Amen. : Qui ne dit mot consent
Cinéma

Amen. : Qui ne dit mot consent

Dans son dernier film, COSTA-GAVRAS pose un regard critique sur une page sombre de l’Histoire. Sans déchaîner les passions, mais par une approche classique et systématique, aussi grave que convaincante, il met en lumière une réalité dérangeante.  Amen.

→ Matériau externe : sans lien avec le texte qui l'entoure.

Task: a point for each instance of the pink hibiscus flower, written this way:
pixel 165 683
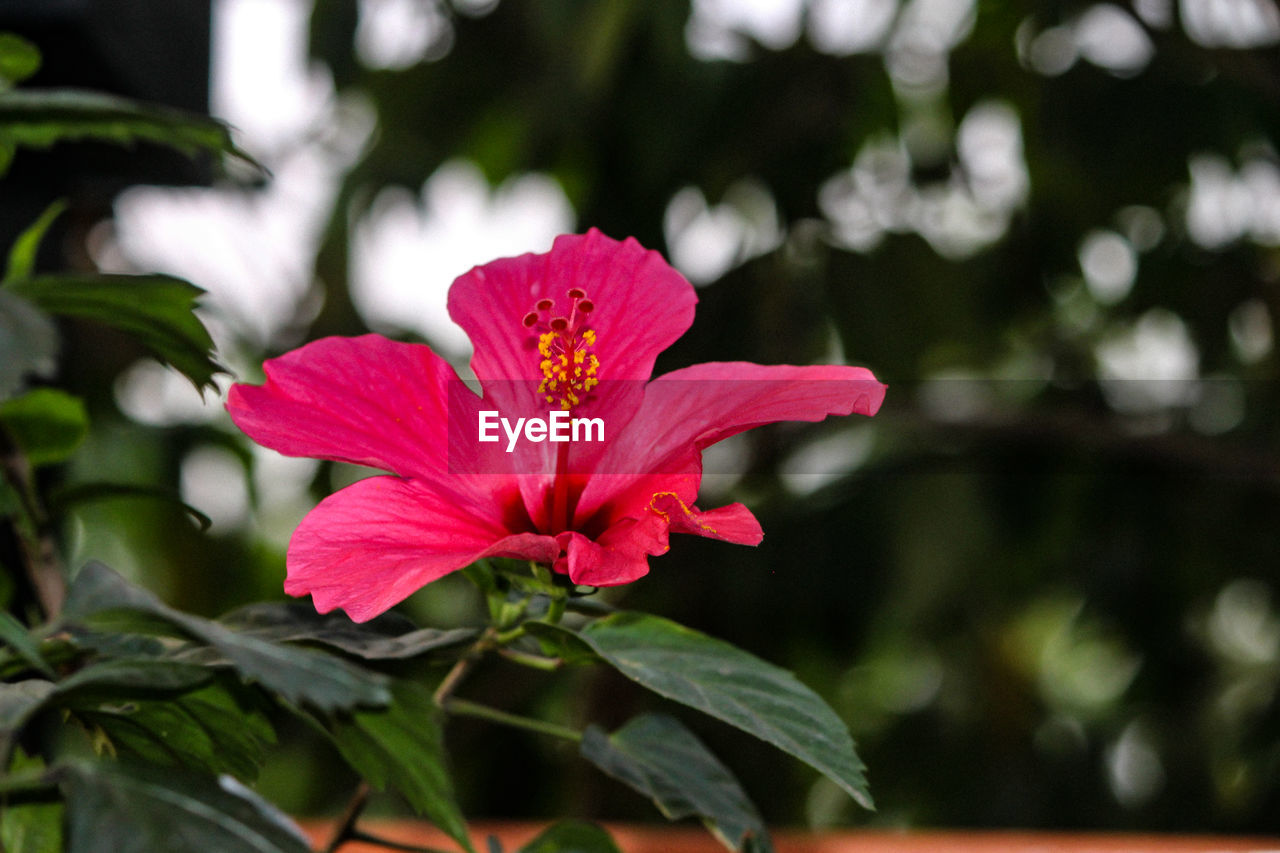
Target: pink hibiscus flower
pixel 575 331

C’est Amen. Avec un point qui suit le mot. En le disant, on baisse le ton, fermement. C’est une invitation à clore la discussion. Il n’y a pas grande ferveur religieuse dans cet amen-là. Et pour cause: Costa-Gavras a décidé d’illustrer au cinéma un point noir de l’Histoire, le mutisme de l’Église catholique durant la Seconde Guerre mondiale, par rapport au génocide juif et aux camps d’extermination. Il a bâti son film sur trois personnages, dont un réel: Kurt Gerstein (Ulrich Tukur), membre de la Waffen SS, chef du service technique sanitaire, et fervent protestant. Après avoir vu les exterminations en cours aux camps de Belzec et Treblinka, il tente de saboter les livraisons de Zyklon B, alerte un diplomate suédois, informe l’Église protestante, puis tente de rencontrer le nonce du pape. En vain. Espion de l’intérieur qui n’a pas changé le cours de l’Histoire et qui fut arrêté pour crime contre l’humanité, il écrivit un rapport qui servit de preuve à Nuremberg. Mais le Vatican resta muet et 60 % de la population juive européenne fut exterminée. Le film s’appuie sur la pièce de théâtre Le Vicaire, de Rolf Hochhuth, qui, en 1963, fit connaître Gerstein au grand public. Les autres héros d’Amen. sont des amalgames: Ricardo (Mathieu Kassovitz, intense) est un jeune jésuite qui ne sait comment toucher le chef suprême de l’Église, le pape Pie XII, afin qu’il mobilise l’opinion mondiale. Le troisième enfin, Costa-Gavras le présente comme le représentant de l’Histoire en marche, un docteur cynique (Ulrich Mühe) sur qui tout glisse et qui survit à tout.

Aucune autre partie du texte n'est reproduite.